While H.R. 1837 was originally created to boost employment in the San Joaquin Valley, Napolitano cited a recent study from the Pacific Institute verifying that it was not environmental pumping restrictions but the national housing bust and recession which were the cause of the Central Valley’s economic downturn in recent years.
“We no longer have any reason to continue consideration of this misguided and destructive piece of legislation,” Napolitano said. “It overrides our water rights, disrupts our negotiations to improve water supply, damages our environment, and kills our fishing industry. Now we learn again that the economic reasoning behind this bill has been completely false from the beginning. We must abandon this dangerous overreach and help the people of California work out their own water solutions. The next round of water wars triggered by this bill will mean a lot of work for lawyers, but not much for anybody else.”
The study showed California agriculture posted record revenues in the drought years of 2007, 2008, and 2009, even with current pumping restrictions in place. In the same years, thousands of jobs were lost in construction and other sectors affected by the economic downturn.
H.R. 1837 overrides state water and environmental regulations to deliver water to farmers on the west side of the San Joaquin Valley, threatening California’s fragile ecosystem and pushing the costs of environmental protection onto other senior water rights holders.

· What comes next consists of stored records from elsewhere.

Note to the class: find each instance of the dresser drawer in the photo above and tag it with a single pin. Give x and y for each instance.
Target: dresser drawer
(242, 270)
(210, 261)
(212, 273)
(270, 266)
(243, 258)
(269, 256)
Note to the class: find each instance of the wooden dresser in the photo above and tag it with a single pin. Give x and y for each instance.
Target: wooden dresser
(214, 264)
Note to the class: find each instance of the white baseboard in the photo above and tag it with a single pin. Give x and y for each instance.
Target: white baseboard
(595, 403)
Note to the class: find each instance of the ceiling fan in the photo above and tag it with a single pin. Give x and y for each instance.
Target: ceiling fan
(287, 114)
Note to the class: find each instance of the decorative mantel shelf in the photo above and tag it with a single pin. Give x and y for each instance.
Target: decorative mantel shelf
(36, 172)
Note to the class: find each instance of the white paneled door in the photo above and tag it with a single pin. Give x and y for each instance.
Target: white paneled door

Pacific Institute Report: Impacts of the California Drought from 2007 to 2009: Surprising Outcomes for California’s Agriculture, Energy, and Environment
Farm Jobs Lost? Blame Environmentalists! (Or Not) - New York Times
How State's Farmers Weathered Drought - San Francisco Chronicle
Study Devalues California Drought Impact - Contra Costa Times
Drought Study Refutes Criticism of Environmental Measures - Bakersfield Californian
CaliforniaDrought Drove Up Energy Costs - Los Angeles Times
H.R. 1837, the San Joaquin Valley Water Reliability Act:
· If passed, the new bill would override state law and disrupt or make impossible a number of negotiations Californians are currently involved in to improve their water supply, including the Bay Delta Conservation Plan and the 2009 bipartisan water bill passed by the California legislature.
· The bill harms the environment by rolling back the water contributions that the Central Valley Project makes to the Sacramento-San Joaquin Delta to 1994 levels, ignoring environmental changes in the Delta that have taken place over the last 17 years.
· The bill waives environmental impact studies for new water contracts in the Central Valley Project and extends current 25-year contracts without any environmental review for a minimum of 40 years. Because the contracts are exempted from contributing water for the health of the Delta, under current law other Californians will have no choice but to make up the difference when future droughts, climate changes, and environmental needs tighten the available water supply.
· The bill turns California’s water rights system upside-down, exempting these same agricultural interests from contributing water to help desperately weakened commercial fisheries and allowing them to use or sell water that would otherwise go to the fragile Delta. This favoritism upends California’s water rights system and reduces supply for other water users who continue to play by the rules.
· The purported aim of the bill is to help unemployment in the Central Valley, yet respected California economists Richard Howitt and Jeffrey Michael, now joined by the Pacific Institute, have debunked claims that pumping restrictions have had any major effects on the Central Valley’s economy. Unemployment in the Central Valley has instead been primarily caused by the housing bust and national recession.